インフルエンザウイルスは、このスルファチドと特異的に結合し、レセプターとして働いていることが明らかになった。さらに、遺伝子ノックダウンマウスを用いた実験で、宿主細胞に発現するスルファチドが、ウイルスの増殖に必須であることが判明した。スルファチドを持たない場合、1回目は感染するが、その後ウイルスは増殖しなかった。
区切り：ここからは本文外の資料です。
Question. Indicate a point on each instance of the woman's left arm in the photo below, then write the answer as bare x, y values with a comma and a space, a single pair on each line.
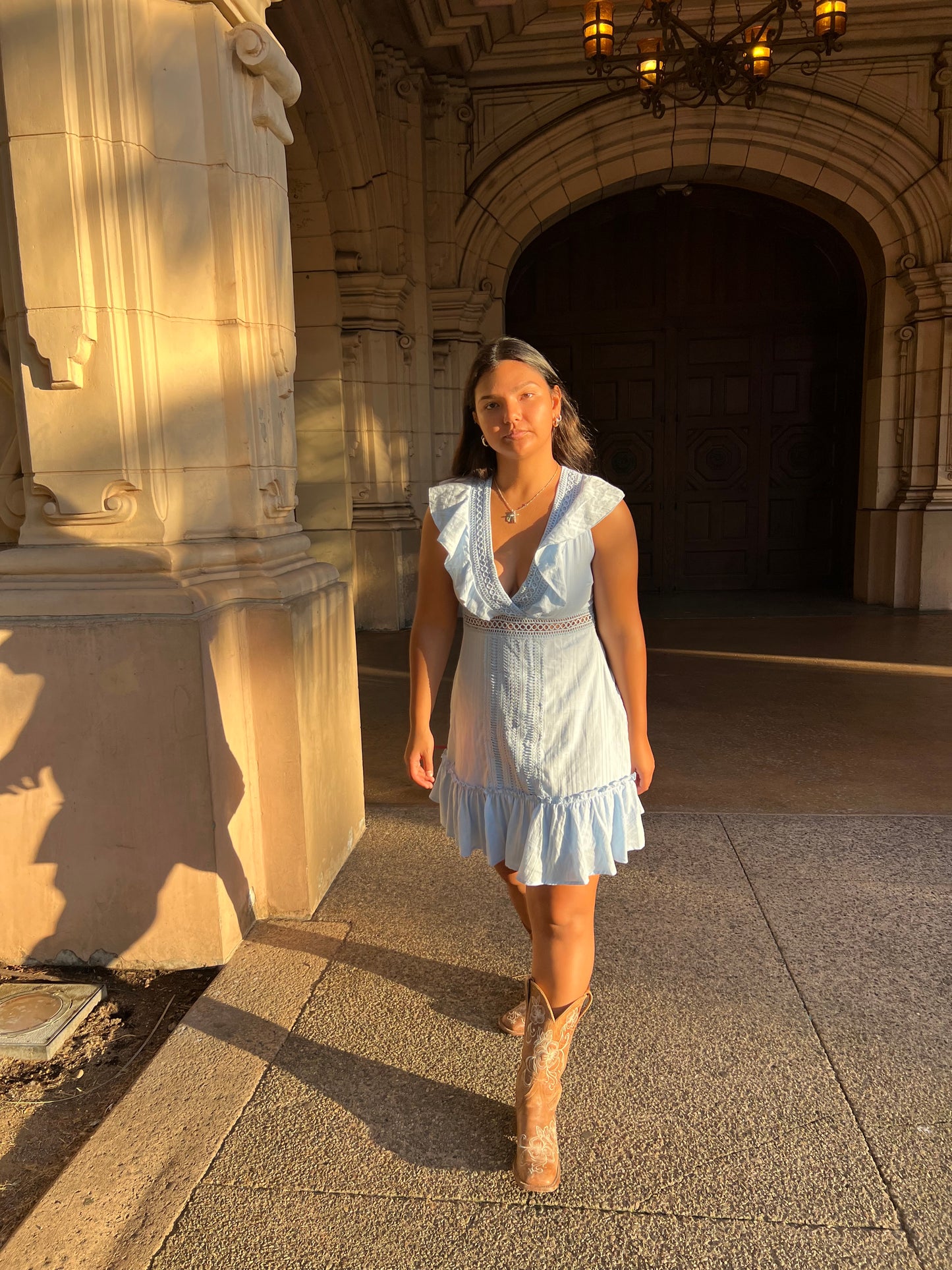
615, 571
スルファチドを持つものに抗体をかけても、同様の結果になった。感染細胞内で合成されたウイルスヘマグルチニン(HA)は膜表面へ移動後、スルファチドと結合して信号を発信し、子ウイルスの形成を促進してると考えられるが、どの時点で結合が起こっているかは詳しくわかっていない。

このような機構を利用した、スルファチドを標的とした新たな抗インフルエンザ薬の開発が期待できる。

【感想】

今回初めて、この「みちのくウイルス塾」に参加させていただきました。鈴木先生の講義では、現在注目されているインフルエンザの新薬について、分かりやすく説明して下さいました。抗インフルエンザ薬はテレビや新聞でもよく話題となるものの、普段はその効果や副作用についてのみ触れられ、作用機序についてはあまり理解していなかったので、鈴木先生のお話はとても興味深かったです。ウイルスの増殖のメカニズムを解明し、そこから新たな着目点を見つけ、新薬開発につなげていく過程を聴き、研究の面白さを感じました。得られた結果から、どう発想を展開していくか、というのは研究者にとって大変重要なことなんだと改めて考えさせられました。同じ「インフルエンザ」というテーマの中でも、疫学から分子生物学まで幅広く、それぞれの分野の第一人者の先生方のお話を聴くことができ、本当にすばらしい経験になりました。ぜひまた来年も参加したいと思います。